Ken Wilber's oeuvre can be divided into five phases:

Phase 1 (1977-1979), which he himself characterizes as his "romantic-Jungian" phase. Like many romantic philosophers and Jungian psychologists, he sees spiritual growth as a (complete or partial) return to a condition which existed in the past, but which has been lost during the process of growing up, c.q. cultural history.

Phase 2 (1980-1982), in which he shifts to developmental psychology as larger context to integrate Eastern and Western psychology. Spiritual growth he now sees as something that comes after growing up. In other words, we have not lost God, we grow into Him, by a gradual process of development.

Phase 3 (1983-1987), in which he refines his model of development over the years. Development is no longer understood as a homogenous proces, in which the self passes through a number of stages respectively, but as a complex process, consisting of several lines of development (cognitive, emotional, social, spiritual, etcetera) and the self somehow has to maintain a delicate balance between these lines.

In the years 1987-1995 he does not publish much, due to personal circumstances, primarily because his wife gets ill and dies in 1989.This period is chronicled in the book Grace and Grit in 1991.

Phase 4 (1995-2001), in which he adds a socio-cultural dimension to his model of individual development, and gives more attention to neurological processes that are involved in consciousness. With his image of the four quadrants (intentional, neurological, cultural and socio-economic) he demonstrates the interdependency of these dimensions, and the onesidedness of views that base themselves on only one quadrant, and doubt the validity of the other quadrants.

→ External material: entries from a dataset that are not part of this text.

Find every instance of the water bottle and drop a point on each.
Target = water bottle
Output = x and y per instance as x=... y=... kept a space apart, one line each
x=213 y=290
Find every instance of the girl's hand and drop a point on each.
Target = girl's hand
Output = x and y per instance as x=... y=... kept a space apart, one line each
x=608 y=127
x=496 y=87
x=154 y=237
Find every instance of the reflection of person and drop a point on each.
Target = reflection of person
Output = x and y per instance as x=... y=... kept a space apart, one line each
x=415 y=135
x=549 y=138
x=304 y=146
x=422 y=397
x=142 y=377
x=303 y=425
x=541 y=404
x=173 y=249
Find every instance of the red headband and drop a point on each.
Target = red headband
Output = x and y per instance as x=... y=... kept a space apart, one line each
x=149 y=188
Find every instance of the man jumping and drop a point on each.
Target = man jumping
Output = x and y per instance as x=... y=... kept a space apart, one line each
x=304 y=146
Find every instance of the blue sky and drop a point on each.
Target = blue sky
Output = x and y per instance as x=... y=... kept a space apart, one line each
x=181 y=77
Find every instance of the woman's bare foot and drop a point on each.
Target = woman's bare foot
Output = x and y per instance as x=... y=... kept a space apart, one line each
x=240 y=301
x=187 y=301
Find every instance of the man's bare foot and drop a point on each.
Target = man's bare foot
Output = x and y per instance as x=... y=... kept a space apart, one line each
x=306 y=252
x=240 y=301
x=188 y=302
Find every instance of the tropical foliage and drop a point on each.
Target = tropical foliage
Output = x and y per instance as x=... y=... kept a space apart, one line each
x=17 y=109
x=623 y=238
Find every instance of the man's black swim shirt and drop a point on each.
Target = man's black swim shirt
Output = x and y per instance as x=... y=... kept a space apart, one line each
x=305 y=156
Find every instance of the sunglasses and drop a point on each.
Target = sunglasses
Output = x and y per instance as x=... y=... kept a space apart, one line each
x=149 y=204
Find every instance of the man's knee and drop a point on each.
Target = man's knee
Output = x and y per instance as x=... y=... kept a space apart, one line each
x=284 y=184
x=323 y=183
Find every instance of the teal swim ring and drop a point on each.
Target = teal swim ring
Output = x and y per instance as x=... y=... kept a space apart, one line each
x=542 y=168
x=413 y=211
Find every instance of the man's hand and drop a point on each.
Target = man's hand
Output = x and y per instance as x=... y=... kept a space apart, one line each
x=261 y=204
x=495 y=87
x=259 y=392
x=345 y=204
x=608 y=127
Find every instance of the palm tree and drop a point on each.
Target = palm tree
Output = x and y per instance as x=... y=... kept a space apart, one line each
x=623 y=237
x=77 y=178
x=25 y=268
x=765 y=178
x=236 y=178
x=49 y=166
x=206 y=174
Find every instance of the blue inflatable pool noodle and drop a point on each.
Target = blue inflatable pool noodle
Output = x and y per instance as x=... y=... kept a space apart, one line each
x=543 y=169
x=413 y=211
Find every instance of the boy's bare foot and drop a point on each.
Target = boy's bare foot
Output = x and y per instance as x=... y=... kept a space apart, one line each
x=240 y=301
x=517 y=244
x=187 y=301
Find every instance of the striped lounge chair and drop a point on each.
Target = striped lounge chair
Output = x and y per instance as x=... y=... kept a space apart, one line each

Phase 5 (2001-present), called "post-metaphysical", in which Wilber shifts his focus from a metaphysical background philosophy (involution/evolution, levels of being) to an evolutionary view based on Sheldrake's notion of the "Presence of the Past" in all four quadrants. He retains a few basic tenets of the perennial philosophy (the One, some involutionary givens), but sides with this-worldly views of human evolution, as exemplified in Spiral Dynamics. His model encompasses All Quadrants, All Levels, All Lines, All States, All Types -- or in shorthand: AQAL.